Coup de bluff, Kadhafi poursuit les combats
La résolution des Nations unies est prévue pour ce cas de figure. Celle-ci instaure notamment une zone d’exclusion aérienne, c’est-à-dire l’interdiction de tout trafic aérien au-dessus de la Libye, comme cela a déjà été le cas en Irak ou en ex-Yougoslavie. En cas de vol d’un avion de combat libyen, «des règles d’engagement» vont être établies pour savoir dans quelles conditions intervenir, explique Bruno Tertrais, chercheur à la Fondation pour la recherche stratégique. «Cela peut également nécessiter, selon l’évaluation qui en sera faite, la destruction de batteries anti-aériennes, mais pas forcément des opérations contre les bases aériennes libyennes», ajoute-t-il. La résolution précise que «toutes les mesures nécessaires» peuvent être utilisées. «Il n’y aura pas de forces d’occupation terrestre, mais rien n’interdit la présence d’éléments au sol, comme des forces spéciales sans que cela soit une présence visible», ajoute le chercheur.

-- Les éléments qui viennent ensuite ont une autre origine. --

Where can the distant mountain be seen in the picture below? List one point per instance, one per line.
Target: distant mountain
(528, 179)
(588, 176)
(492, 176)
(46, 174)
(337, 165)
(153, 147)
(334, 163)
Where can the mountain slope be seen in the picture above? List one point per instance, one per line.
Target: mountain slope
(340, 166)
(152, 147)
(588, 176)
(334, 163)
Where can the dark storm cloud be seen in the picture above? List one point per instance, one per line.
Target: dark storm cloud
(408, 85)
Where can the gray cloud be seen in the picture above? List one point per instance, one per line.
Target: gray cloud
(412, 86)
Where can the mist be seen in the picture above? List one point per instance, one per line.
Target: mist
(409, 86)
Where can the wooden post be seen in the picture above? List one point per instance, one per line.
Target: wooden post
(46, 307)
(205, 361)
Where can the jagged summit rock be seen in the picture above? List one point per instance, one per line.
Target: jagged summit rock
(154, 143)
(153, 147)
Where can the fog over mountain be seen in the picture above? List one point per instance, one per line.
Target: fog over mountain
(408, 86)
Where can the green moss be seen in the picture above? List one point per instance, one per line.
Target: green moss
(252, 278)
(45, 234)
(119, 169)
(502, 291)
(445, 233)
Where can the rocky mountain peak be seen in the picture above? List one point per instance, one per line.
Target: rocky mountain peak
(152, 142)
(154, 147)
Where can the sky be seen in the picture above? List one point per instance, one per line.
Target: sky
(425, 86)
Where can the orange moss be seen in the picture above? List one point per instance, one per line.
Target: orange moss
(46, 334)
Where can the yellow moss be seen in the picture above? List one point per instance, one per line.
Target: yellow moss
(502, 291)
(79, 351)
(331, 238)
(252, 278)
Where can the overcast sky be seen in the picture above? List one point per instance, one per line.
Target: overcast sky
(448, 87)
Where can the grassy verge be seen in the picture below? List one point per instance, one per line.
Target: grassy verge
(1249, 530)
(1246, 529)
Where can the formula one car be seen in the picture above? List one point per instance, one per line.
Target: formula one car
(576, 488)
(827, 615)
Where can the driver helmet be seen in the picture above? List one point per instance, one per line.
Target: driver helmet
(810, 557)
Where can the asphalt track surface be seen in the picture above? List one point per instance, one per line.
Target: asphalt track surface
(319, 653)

Le cessez-le-feu est effectif, les troupes de Kadhafi se retirent de la Cyrénaïque (est de la Libye)
Avec une telle décision, les forces étrangères n’auraient plus de bases juridiques pour poursuivre les opérations militaires. «On pourrait alors se diriger vers une sécession de fait de la région de Benghazi que Mouammar Kadhafi ne contrôlerait plus», estime Bruno Tertrais. Mais cela permettrait au dirigeant libyen de rester au pouvoir dans une grande partie du pays, replacé de nouveau en situation d’isolement international. C’est le scénario «le plus crédible», pour le chercheur.

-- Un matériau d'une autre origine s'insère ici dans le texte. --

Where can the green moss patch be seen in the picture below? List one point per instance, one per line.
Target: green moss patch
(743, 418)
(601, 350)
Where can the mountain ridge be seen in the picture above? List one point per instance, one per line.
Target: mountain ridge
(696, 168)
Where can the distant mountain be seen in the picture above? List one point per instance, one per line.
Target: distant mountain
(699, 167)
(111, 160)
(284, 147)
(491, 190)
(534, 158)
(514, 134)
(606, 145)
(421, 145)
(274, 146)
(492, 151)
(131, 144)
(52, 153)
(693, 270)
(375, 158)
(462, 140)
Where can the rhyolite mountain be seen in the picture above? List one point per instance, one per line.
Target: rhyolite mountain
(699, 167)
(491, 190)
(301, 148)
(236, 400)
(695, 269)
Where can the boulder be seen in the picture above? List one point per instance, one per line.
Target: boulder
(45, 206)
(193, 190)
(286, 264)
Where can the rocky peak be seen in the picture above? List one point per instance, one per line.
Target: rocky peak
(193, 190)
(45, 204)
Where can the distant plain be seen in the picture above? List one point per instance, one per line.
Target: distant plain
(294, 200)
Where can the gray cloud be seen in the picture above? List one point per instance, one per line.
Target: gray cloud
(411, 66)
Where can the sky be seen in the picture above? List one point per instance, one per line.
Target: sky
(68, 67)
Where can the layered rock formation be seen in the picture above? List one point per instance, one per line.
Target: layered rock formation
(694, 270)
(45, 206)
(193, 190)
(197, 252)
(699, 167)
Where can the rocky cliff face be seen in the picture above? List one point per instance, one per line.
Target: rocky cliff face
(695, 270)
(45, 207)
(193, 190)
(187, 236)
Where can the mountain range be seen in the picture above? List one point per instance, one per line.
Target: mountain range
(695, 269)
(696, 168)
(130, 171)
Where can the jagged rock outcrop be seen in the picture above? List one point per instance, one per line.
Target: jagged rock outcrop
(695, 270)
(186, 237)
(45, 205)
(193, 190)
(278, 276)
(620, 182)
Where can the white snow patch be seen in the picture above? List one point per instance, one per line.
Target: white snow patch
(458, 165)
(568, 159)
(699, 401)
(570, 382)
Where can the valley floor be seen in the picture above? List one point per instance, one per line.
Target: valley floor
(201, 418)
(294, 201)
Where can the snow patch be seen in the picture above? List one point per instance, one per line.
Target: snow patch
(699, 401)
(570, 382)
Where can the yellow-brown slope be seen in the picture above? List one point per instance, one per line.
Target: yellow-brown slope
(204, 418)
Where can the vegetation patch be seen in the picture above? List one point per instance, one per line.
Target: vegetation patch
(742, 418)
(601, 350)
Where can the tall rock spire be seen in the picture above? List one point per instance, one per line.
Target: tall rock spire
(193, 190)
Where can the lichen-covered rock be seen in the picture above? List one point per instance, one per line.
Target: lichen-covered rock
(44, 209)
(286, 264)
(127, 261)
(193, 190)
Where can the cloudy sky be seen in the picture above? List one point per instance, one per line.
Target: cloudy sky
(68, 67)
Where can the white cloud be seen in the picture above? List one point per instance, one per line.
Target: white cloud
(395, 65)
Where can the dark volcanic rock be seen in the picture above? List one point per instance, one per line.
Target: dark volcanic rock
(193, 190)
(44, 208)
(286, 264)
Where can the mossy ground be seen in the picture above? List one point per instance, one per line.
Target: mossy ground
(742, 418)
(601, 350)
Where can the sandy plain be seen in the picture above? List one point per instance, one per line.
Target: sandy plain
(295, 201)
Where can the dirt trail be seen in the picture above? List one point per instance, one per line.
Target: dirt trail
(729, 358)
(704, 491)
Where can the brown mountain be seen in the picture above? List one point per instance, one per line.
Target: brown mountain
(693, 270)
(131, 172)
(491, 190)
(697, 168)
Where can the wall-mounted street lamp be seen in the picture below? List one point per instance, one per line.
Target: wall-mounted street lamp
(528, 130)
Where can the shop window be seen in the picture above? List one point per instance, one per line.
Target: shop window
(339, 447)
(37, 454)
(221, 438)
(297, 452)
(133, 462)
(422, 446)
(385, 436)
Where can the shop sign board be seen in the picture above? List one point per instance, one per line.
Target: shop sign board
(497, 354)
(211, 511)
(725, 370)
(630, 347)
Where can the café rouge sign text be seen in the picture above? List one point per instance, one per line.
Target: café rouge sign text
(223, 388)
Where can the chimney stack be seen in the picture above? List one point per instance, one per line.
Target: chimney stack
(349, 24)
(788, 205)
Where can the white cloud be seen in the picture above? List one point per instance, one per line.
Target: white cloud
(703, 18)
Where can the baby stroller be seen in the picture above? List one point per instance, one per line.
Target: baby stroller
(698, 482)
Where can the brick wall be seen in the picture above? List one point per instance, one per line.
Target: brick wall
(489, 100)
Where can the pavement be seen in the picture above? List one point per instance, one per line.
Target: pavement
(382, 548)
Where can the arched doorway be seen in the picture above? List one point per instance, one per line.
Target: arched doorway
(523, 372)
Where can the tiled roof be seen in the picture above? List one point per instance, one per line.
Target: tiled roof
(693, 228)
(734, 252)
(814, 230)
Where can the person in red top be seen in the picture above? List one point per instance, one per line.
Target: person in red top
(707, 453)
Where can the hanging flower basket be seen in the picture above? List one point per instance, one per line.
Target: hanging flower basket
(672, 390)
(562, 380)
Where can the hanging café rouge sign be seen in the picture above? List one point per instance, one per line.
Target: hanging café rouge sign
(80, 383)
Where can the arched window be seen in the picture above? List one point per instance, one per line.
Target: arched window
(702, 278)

Kadhafi se retire, mais les insurgés veulent tout de même le renverser
Même si Mouammar Kadhafi apaise la situation en regagnant ses pénates, les insurgés pourraient tout de même avoir envie d’en découdre. D’après Bruno Tertrais, «même s’ils ne sont pas prêts à poursuivre leurs actions jusqu’à ce que le dirigeant libyen quitte le pouvoir, les pays occidentaux ne devraient pas faire pression contre les insurgés». «Vu les retournements successifs du dirigeant libyen, on aurait tout de même peur d’arrêter le processus», ajoute le chercheur. Hillary Clinton a rappelé ce vendredi que l’«objectif final» de la résolution de l’ONU, c’est le départ de Mouammar Kadhafi, et que celle-ci n’était qu’une «étape importante».